However, the usefulness of this information is limited by inconsistent and incomplete data. Key findings from the review include:
- Less than half of the agencies reviewed publish IATI data on a regular monthly basis, limiting the usefulness of information for real-time coordination and oversight.
- Organisational transparency is particularly weak: only a small number of agencies publish current organisation strategies or forward-looking budgets.
- While financial transaction data is more widely available, project-level budgets are often highly aggregated and rarely extend beyond short time horizons.
- Most gaps found in the data relate to delivery chains and impact: Few agencies disclose sub-national locations or implementing partners, constraining visibility over where and with whom programmes are delivered. Results and evaluation data is scarce, with only a handful of agencies publishing regular results information, making it difficult to link funding to outcomes or assess effectiveness at scale.
- There are clear transparency differences between the agencies that have previously been assessed through the Aid Transparency Index and those that have not.

Our conclusion and recommendations
This review comes at a time of heightened external scrutiny and financial uncertainty. In this environment, transparent disclosure of resources and activities is essential to protect trust, show value for money, and demonstrate impact. This challenge is becoming more acute as policy analysis and decision-making are increasingly shaped by AI-enabled tools that rely on structured, machine-readable information. Work that is not visible in data risks being overlooked altogether.
The UN system now has a critical opportunity to re-affirm and strengthen its commitment to transparency. The UN80 reform process provides a timely platform to coordinate disclosure practices across agencies. A more structured, system-wide approach could reduce duplication, foster shared learning, and accelerate measurable improvements in transparency.

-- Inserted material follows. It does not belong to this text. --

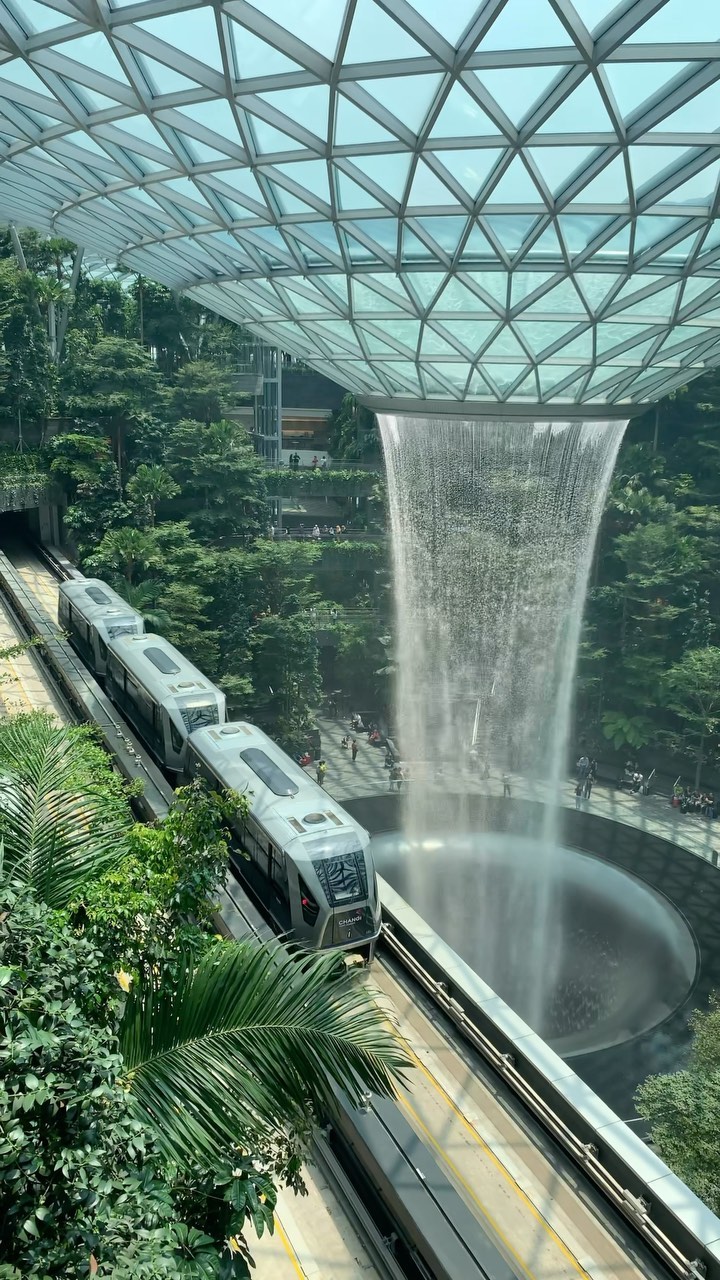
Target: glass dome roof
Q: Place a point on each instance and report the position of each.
(442, 200)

The review also makes specific recommendations for UN agencies:
- Strengthen forward-looking organisation and project-level disclosure
- Systematise the publication of results and evaluation information to IATI
- Increase transparency of delivery chains to support localisation and accountability
DOWNLOAD THE REPORT
DOWNLOAD THE EXECUTIVE SUMMARY
Our Making Impact Visible series
This is the first in a series of four ‘Making Impact Visible’ reports that we will release over the next year.
Every two years, Publish What You Fund produces the Aid Transparency Index, which assesses the world’s leading aid and development finance organisations and provides a detailed and granular analysis of their transparency. However, the universe of organisations involved in delivering aid and development is far broader than those that can be included within the Index itself. This series, therefore, provides an opportunity to examine transparency across four important groups of actors in the aid and development delivery chain:
- UN agencies
- Major philanthropies
- Private aid contractors
- Non-traditional donors
Together, these reports will offer a consistent and comparable assessment of the quality, comprehensiveness, and timeliness of the information these organisations publish, helping stakeholders understand how visible their activities and impact are within the global development data landscape.